- Release poster
- Directed by: Jordan VanDina
- Written by: Jordan VanDina
- Produced by: Jeremy Garelick Will Phelps Ryan Bennett Molle DeBartolo
- Starring: Dexter Darden Eduardo Franco
- Production company: American High
- Distributed by: Hulu
- Release date: December 9, 2022;
- Running time: 98 minutes
- Country: United States
- Language: English

= It's a Wonderful Binge =

It's a Wonderful Binge (formerly titled The Binge 2: It's a Wonderful Binge) is a 2022 American comedy film and a Christmas-themed sequel to the 2020 film The Binge. Written and directed by Jordan VanDina, the film stars Dexter Darden and Eduardo Franco. The film was released on December 9, 2022 on Hulu.
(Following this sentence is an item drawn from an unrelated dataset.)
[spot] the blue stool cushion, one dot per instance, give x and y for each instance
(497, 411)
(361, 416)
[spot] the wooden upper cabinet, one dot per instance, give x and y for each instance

Like its predecessor, the film received generally negative reviews from critics.

==Plot==
Five childhood friends must face the reality of adulthood as the annual "Binge Day" is suddenly switched over to Christmas Eve.

==Cast==
- Dexter Darden as Hags
- Eduardo Franco as Andrew
- Tim Meadows as Keegan
- Kaitlin Olson as Mayor Spengler
- Patty Guggenheim as Delray Donna
- Tony Cavalero as Pompano Mike
- Paul Scheer as Soup Anderson
- Karen Maruyama as Grandma
- Danny Trejo as Angel
- Nick Swardson as Uncle Kris
- Steve Little as Craig
- Zainne Saleh as Sarah
- Marta Piekarz as Kimmi
- Haley Grogan as Paula

==Production==
The film was shot in Syracuse, New York in February 2022.

==Release==
The film was released on Hulu on December 9, 2022.

==Reception==
The film has a 25% rating on Rotten Tomatoes based on 12 reviews.

Alex Maidy of JoBlo.com gave the film a negative review, calling it “a bad movie and an even worse comedy.”

Bill Goodykoontz of The Arizona Republic awarded the film two and a half stars.